The section 36 exemption applies only to information that falls outside the scope of section 35. It applies where complying with the request would prejudice or would be likely to prejudice “the effective conduct of public affairs”. This includes, but is not limited to, situations where disclosure would inhibit free and frank advice and discussion.

This exemption is broad and can be applied to a range of situations.

Example
A council refused to disclose a list of schools facing financial difficulties, because this could damage the schools’ ability to recruit pupils, as well as making schools less likely to co-operate and share financial information freely with the council (ICO decision notice FS50302293).

A university refused to disclose a complete list of staff email addresses. On a previous occasion when email addresses had been disclosed, this led to a security attack, as well as an increase in spam, phishing, and emails directed inappropriately (ICO decision notice FS50344341).

The Cabinet Office refused to release details of the discussions between political parties that took place between the general election and the formation of the coalition government. This was necessary to ensure that a stable government could be formed, as politicians needed to be able to freely discuss their differences as well as seek impartial advice from the civil service (ICO decision notice FS50350899).

Section 36 differs from all other prejudice exemptions in that the judgement about prejudice must be made by the legally authorised qualified person for that public authority. A list of qualified people is given in the Act, and others may have been designated. If you have not obtained the qualified person’s opinion, then you cannot rely on this exemption. The qualified person’s opinion must also be a “reasonable” opinion, and the Information Commissioner may decide that the section 36 exemption has not been properly applied if they find that the opinion given isn’t reasonable.

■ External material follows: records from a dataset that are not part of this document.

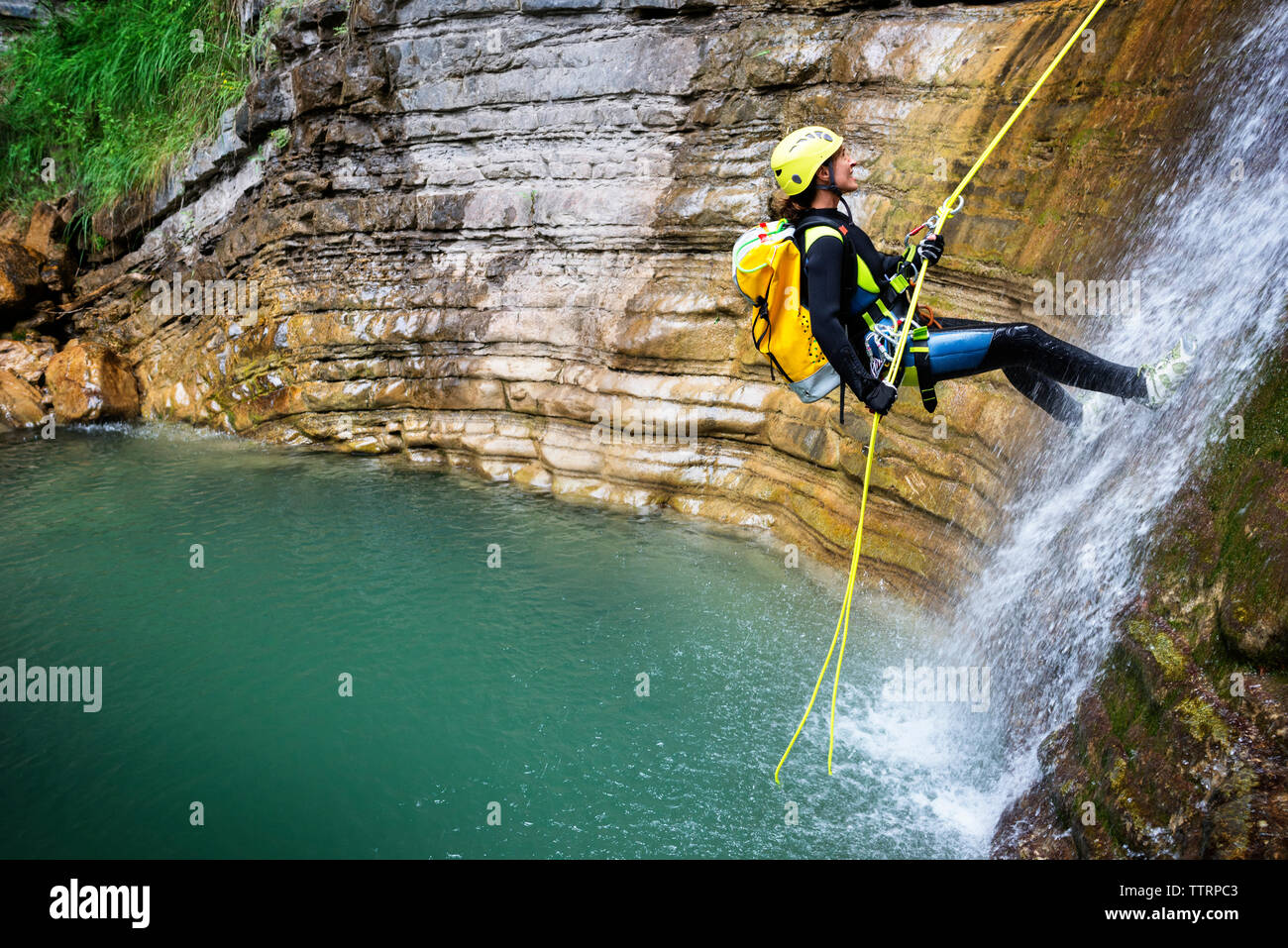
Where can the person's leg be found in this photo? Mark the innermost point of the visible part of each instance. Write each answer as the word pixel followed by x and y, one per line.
pixel 1044 393
pixel 965 348
pixel 1026 347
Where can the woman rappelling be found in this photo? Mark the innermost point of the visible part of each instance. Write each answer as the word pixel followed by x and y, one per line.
pixel 855 298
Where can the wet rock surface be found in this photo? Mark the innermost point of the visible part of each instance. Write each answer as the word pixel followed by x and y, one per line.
pixel 1181 747
pixel 477 231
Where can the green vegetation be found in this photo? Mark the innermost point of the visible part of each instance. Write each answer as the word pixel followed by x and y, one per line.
pixel 101 98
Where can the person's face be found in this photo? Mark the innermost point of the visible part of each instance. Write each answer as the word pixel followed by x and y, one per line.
pixel 844 167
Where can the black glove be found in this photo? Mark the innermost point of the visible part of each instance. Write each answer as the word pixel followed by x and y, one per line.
pixel 931 249
pixel 880 397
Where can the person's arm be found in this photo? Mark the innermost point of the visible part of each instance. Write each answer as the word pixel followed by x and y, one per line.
pixel 823 263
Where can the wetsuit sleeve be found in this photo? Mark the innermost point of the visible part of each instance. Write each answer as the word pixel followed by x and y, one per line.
pixel 823 265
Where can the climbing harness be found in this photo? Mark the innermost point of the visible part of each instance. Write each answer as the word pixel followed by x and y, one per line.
pixel 934 224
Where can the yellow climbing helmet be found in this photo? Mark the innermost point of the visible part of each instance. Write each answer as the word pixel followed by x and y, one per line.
pixel 800 155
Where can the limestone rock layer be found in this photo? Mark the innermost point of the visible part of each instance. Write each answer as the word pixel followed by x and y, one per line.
pixel 493 235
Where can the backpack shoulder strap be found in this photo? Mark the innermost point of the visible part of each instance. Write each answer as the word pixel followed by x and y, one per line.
pixel 810 220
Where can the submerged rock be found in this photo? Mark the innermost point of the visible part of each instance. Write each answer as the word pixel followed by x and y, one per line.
pixel 20 402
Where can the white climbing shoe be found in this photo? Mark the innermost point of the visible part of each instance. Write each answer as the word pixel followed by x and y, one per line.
pixel 1163 377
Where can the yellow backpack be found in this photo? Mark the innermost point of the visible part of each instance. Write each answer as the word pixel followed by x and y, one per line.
pixel 767 269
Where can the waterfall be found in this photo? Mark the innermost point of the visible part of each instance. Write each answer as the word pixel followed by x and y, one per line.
pixel 1205 245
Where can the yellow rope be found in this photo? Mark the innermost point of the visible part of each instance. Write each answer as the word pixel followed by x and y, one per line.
pixel 842 622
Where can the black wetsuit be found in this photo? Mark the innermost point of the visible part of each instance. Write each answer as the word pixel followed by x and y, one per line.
pixel 1033 361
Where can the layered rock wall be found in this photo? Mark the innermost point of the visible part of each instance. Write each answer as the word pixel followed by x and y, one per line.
pixel 478 231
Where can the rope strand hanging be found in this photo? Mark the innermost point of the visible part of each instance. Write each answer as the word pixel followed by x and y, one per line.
pixel 947 210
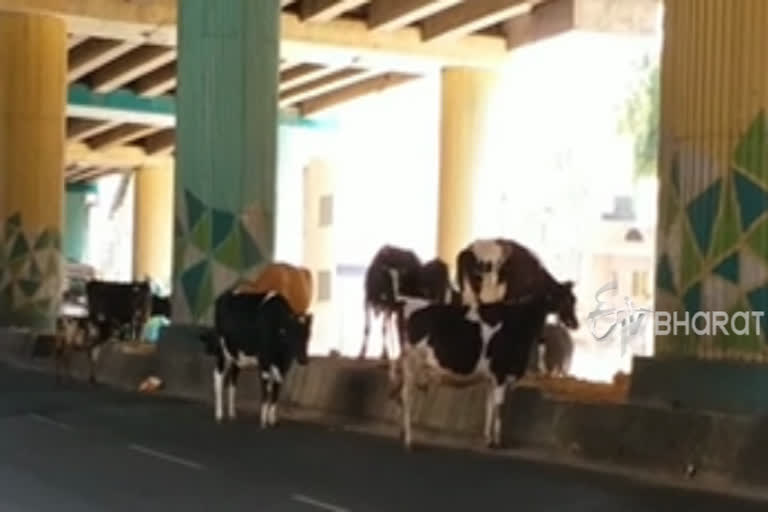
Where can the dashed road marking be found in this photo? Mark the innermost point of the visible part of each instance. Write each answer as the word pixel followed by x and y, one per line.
pixel 166 457
pixel 49 421
pixel 317 503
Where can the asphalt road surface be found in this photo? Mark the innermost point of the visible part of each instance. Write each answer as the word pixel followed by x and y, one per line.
pixel 75 448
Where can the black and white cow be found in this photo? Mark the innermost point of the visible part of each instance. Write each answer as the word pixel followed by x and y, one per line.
pixel 78 334
pixel 255 330
pixel 462 345
pixel 429 281
pixel 493 270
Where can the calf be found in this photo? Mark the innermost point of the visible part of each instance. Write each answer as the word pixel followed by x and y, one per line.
pixel 255 330
pixel 461 345
pixel 429 281
pixel 77 334
pixel 292 282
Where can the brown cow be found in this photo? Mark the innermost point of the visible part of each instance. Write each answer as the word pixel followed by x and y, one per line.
pixel 292 282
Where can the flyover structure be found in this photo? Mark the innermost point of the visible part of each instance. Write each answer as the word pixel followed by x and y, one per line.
pixel 97 86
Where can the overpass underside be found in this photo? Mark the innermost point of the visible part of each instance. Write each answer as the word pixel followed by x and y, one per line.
pixel 202 86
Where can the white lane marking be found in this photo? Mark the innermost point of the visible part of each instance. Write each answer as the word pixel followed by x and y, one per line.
pixel 317 503
pixel 48 421
pixel 166 457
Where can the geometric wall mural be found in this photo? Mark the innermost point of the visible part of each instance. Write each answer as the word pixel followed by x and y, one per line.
pixel 213 249
pixel 30 275
pixel 713 243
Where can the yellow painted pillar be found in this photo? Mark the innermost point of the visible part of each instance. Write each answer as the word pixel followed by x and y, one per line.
pixel 33 71
pixel 153 222
pixel 466 102
pixel 712 245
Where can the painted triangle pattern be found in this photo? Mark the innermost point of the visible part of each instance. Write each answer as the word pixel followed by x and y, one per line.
pixel 31 274
pixel 712 252
pixel 213 248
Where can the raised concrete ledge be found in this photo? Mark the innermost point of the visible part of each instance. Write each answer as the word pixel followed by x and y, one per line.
pixel 731 387
pixel 726 449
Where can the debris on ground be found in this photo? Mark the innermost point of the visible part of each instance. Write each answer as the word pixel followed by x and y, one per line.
pixel 150 384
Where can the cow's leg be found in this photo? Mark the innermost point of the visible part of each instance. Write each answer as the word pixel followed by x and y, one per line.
pixel 406 397
pixel 232 376
pixel 266 393
pixel 366 332
pixel 219 374
pixel 496 399
pixel 277 380
pixel 93 356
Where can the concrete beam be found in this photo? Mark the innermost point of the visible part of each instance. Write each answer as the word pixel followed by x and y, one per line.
pixel 340 41
pixel 396 14
pixel 128 68
pixel 602 16
pixel 337 80
pixel 470 17
pixel 157 82
pixel 120 107
pixel 81 154
pixel 94 53
pixel 323 11
pixel 354 91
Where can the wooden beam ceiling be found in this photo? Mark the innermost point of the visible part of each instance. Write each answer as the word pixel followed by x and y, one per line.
pixel 121 135
pixel 396 14
pixel 335 80
pixel 469 17
pixel 302 74
pixel 350 92
pixel 81 129
pixel 318 11
pixel 157 82
pixel 161 142
pixel 95 53
pixel 131 66
pixel 543 21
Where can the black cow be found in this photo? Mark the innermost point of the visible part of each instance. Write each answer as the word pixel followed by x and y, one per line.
pixel 117 307
pixel 161 306
pixel 461 345
pixel 504 270
pixel 429 281
pixel 255 330
pixel 78 334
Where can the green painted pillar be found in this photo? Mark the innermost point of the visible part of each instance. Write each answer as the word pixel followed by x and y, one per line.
pixel 227 121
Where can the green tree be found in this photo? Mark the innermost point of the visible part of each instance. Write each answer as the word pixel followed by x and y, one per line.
pixel 640 118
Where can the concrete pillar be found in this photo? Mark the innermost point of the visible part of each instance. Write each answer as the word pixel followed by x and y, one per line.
pixel 712 250
pixel 153 223
pixel 33 63
pixel 226 148
pixel 466 97
pixel 320 253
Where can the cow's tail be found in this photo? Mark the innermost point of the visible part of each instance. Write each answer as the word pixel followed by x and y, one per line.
pixel 210 339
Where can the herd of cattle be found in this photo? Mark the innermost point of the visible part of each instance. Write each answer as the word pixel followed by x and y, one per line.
pixel 484 329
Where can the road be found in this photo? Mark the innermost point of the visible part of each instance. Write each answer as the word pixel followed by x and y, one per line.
pixel 75 448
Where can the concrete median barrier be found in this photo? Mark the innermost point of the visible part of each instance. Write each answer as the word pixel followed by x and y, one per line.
pixel 344 392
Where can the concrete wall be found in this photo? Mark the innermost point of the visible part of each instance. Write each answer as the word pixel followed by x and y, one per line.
pixel 713 232
pixel 76 221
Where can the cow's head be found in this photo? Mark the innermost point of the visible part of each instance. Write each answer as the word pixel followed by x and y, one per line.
pixel 564 302
pixel 298 337
pixel 480 271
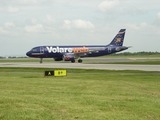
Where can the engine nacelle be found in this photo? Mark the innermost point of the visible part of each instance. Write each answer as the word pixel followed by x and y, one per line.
pixel 58 59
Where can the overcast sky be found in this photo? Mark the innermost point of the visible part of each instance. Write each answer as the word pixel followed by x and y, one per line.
pixel 28 23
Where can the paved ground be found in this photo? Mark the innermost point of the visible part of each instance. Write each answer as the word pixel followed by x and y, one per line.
pixel 82 66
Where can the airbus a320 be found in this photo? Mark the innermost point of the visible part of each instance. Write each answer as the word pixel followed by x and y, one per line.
pixel 70 53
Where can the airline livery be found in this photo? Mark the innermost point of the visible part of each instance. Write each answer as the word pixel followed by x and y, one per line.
pixel 70 53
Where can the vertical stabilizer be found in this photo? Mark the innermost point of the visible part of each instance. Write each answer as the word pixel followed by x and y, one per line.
pixel 119 38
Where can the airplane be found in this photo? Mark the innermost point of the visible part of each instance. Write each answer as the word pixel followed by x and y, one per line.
pixel 70 53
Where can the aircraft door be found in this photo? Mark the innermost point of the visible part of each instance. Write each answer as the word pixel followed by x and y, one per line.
pixel 41 49
pixel 109 49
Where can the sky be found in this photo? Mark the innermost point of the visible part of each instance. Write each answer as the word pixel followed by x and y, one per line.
pixel 25 24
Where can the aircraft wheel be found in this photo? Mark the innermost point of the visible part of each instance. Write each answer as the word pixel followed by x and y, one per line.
pixel 80 60
pixel 72 61
pixel 41 60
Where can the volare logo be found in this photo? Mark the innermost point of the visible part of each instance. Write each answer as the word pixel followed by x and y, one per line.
pixel 67 50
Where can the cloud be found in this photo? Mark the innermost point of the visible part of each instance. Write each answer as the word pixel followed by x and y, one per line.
pixel 2 31
pixel 79 24
pixel 137 26
pixel 12 9
pixel 108 5
pixel 34 28
pixel 9 24
pixel 28 2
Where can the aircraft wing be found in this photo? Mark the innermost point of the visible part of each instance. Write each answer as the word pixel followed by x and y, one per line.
pixel 76 55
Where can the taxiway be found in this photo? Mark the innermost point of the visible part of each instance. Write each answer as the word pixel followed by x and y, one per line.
pixel 82 66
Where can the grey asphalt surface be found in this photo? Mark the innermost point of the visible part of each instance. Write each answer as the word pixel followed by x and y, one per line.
pixel 82 66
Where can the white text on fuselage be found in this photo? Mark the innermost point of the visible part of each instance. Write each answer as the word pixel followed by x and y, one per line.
pixel 67 50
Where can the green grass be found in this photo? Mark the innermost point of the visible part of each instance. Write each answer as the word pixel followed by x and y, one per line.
pixel 83 94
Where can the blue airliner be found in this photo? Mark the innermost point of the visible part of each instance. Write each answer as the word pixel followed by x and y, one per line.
pixel 70 53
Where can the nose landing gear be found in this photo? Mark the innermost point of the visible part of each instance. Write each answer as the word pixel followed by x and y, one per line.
pixel 80 60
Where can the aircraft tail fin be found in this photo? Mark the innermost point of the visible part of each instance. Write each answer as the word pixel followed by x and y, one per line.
pixel 119 38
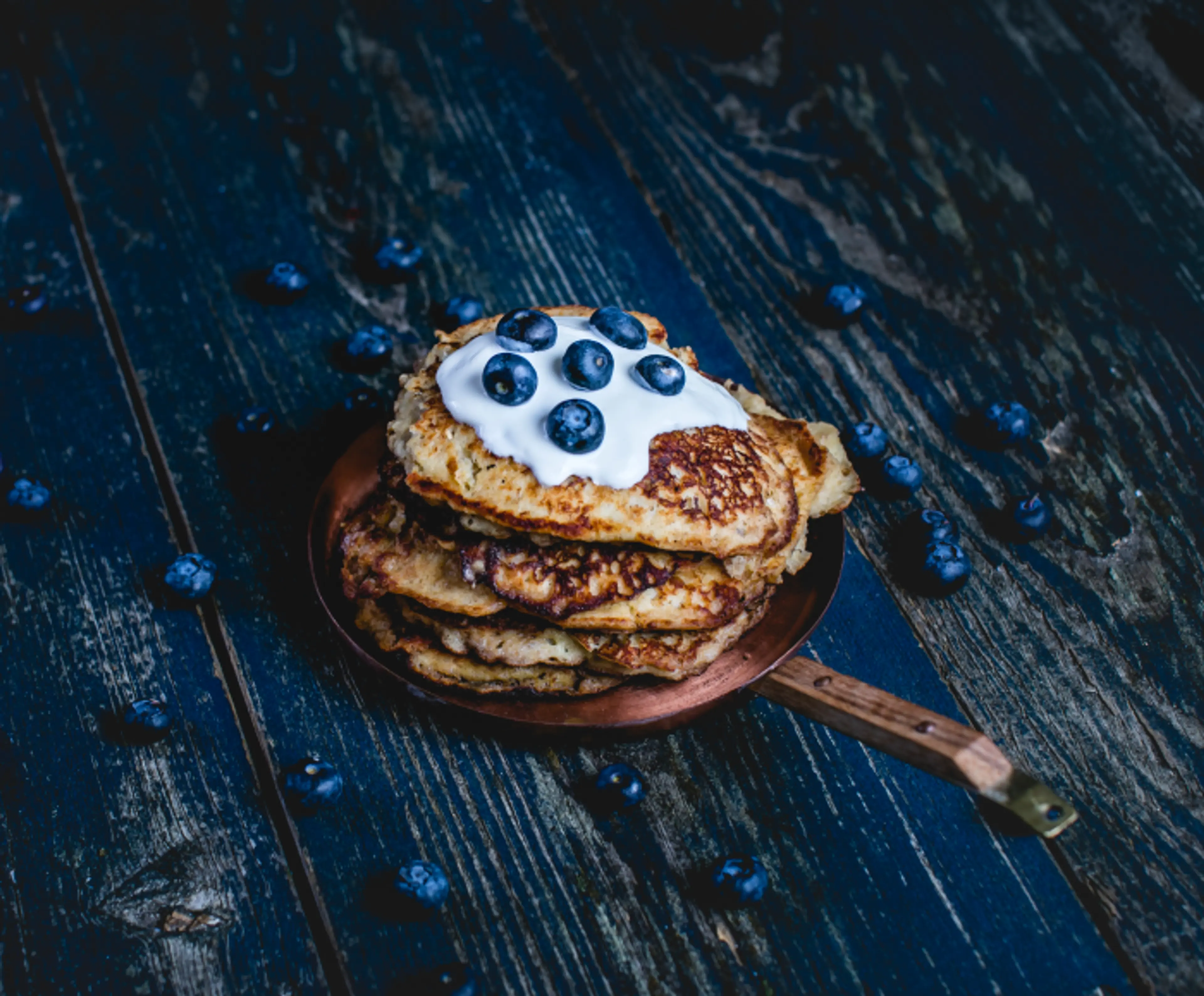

In most cases, section 36 is a qualified exemption. This means that even if the qualified person considers that disclosure would cause harm, or would be likely to cause harm, you must still consider the public interest. However, for information held by the House of Commons or the House of Lords, section 36 is an absolute exemption so you do not need to apply the public interest test.

For further information, read our more detailed guidance: 

Section 37 – communications with the royal family and the granting of honours

This exemption has been changed since the Freedom of Information Act was first published, so you should refer to an up-to-date copy at www.legislation.gov.uk.

It covers any information relating to communications with the royal family and information on granting honours. This exemption is absolute in relation to communications with the monarch, the heir to the throne, and the second in line of succession to the throne, so the public interest test does not need to be applied in these cases.

All other information under the scope of this exemption is qualified, so the public interest test must be applied.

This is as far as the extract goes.